The UK National Committee of the Blue Shield (UKBS) has issued a warning and alerted government about its concerns that it is unprepared to “handle the challenges of maintaining distinct systems for the import of cultural goods into different parts of the UK” and has “significantly underestimated the risks this might pose to the increase of illicit trafficking through Northern Ireland”.

UKBS does not oppose the revocation and acknowledged that the regulation has been widely criticised for its potential effects on what many countries may recognise as legally owned objects which have no contribution to terrorist financing.

Instead, the organisation is urging government to plan for the impact it will have.
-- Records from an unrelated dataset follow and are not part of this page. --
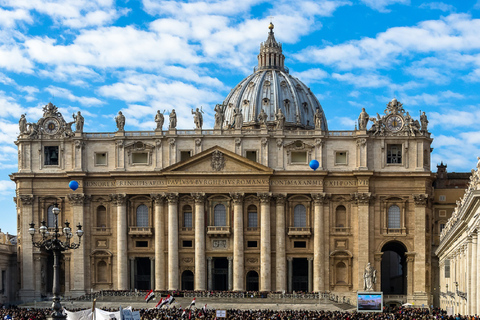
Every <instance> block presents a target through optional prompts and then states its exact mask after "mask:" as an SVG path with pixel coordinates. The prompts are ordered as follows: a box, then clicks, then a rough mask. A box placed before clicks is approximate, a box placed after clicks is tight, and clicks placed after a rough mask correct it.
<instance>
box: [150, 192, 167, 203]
mask: <svg viewBox="0 0 480 320" xmlns="http://www.w3.org/2000/svg"><path fill="white" fill-rule="evenodd" d="M150 197H151V198H152V199H153V201H155V204H163V201H164V200H165V193H152V194H150Z"/></svg>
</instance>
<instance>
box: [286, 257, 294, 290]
mask: <svg viewBox="0 0 480 320" xmlns="http://www.w3.org/2000/svg"><path fill="white" fill-rule="evenodd" d="M287 261H288V292H292V288H293V258H292V257H288V258H287Z"/></svg>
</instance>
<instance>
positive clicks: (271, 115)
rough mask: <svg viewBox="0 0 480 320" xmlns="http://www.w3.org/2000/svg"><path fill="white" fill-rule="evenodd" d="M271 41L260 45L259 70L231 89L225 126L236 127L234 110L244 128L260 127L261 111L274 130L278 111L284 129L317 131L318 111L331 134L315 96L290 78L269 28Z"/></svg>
mask: <svg viewBox="0 0 480 320" xmlns="http://www.w3.org/2000/svg"><path fill="white" fill-rule="evenodd" d="M269 28H270V32H269V34H268V39H267V41H265V42H264V43H262V44H261V45H260V54H259V55H258V67H256V68H255V72H254V73H253V74H251V75H250V76H248V77H246V78H245V79H243V80H242V81H241V82H240V83H239V84H238V85H237V86H236V87H235V88H233V89H232V91H231V92H230V94H229V95H228V96H227V98H226V99H225V101H224V103H223V107H224V115H225V117H224V126H230V125H232V124H233V123H234V110H235V108H238V110H241V112H242V115H243V127H253V128H255V127H258V126H259V119H258V116H259V114H260V112H261V111H262V109H263V110H264V112H265V113H266V115H267V125H269V126H273V125H274V123H275V114H276V113H277V112H278V110H279V109H281V110H282V112H283V114H284V115H285V128H286V129H294V128H303V129H314V127H315V124H314V115H315V113H316V112H317V108H318V109H319V111H320V113H321V117H322V121H321V123H322V124H321V129H322V130H324V131H327V130H328V126H327V121H326V118H325V114H324V113H323V109H322V106H321V105H320V102H318V100H317V98H316V97H315V95H314V94H313V93H312V92H311V91H310V88H308V87H307V86H306V85H305V84H304V83H303V82H301V81H300V80H298V79H297V78H295V77H293V76H291V75H290V74H289V71H288V68H286V67H285V66H284V59H285V57H284V55H283V54H282V45H281V44H279V43H277V41H276V40H275V37H274V35H273V24H270V26H269Z"/></svg>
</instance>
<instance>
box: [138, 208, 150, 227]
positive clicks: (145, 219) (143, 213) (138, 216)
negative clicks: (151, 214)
mask: <svg viewBox="0 0 480 320" xmlns="http://www.w3.org/2000/svg"><path fill="white" fill-rule="evenodd" d="M137 227H148V207H147V206H146V205H144V204H141V205H139V206H138V207H137Z"/></svg>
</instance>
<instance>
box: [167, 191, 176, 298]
mask: <svg viewBox="0 0 480 320" xmlns="http://www.w3.org/2000/svg"><path fill="white" fill-rule="evenodd" d="M167 200H168V290H178V272H179V271H178V268H179V263H178V212H177V211H178V208H177V206H178V193H167Z"/></svg>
Following Brexit, earlier this month (May 19) the UK began to repeal the EU Regulation on the Introduction and the Import of Cultural Goods (EU 2019/880) (“Regulation”) in Great Britain, but not Northern Ireland.

This difference between Northern Ireland and Great Britain could create major challenges if the UK is not well prepared, UKBS has warned.

Fionnuala Rogers, cultural property lawyer and chair of UKBS, said: “It is highly likely that the EU will want to ensure that Northern Ireland does not become a gateway for cultural goods to enter the EU in violation of the Regulation.

“Equivalent checks will need to be carried out in Great Britain, and UK customs will need to ensure that cultural goods being exported to Northern Ireland, whether destined for the EU or not, have not been illegally exported from their country of origin, a check that is not currently required at UK borders. Ultimately, the UK is going to have to make some significant changes as a result of this regulation, despite the revocation.”

The UK government is due to debate the issues after the recess in June. UKBS added that it is “essential that the UK government considers these matters during the parliamentary debate”.

The organisation also said the “UK’s effectiveness at combatting illicit trafficking and protection of cultural property is also likely to come under scrutiny, particularly as culture is on the agenda for the G20 summit in Italy in October 2021 for the first time”.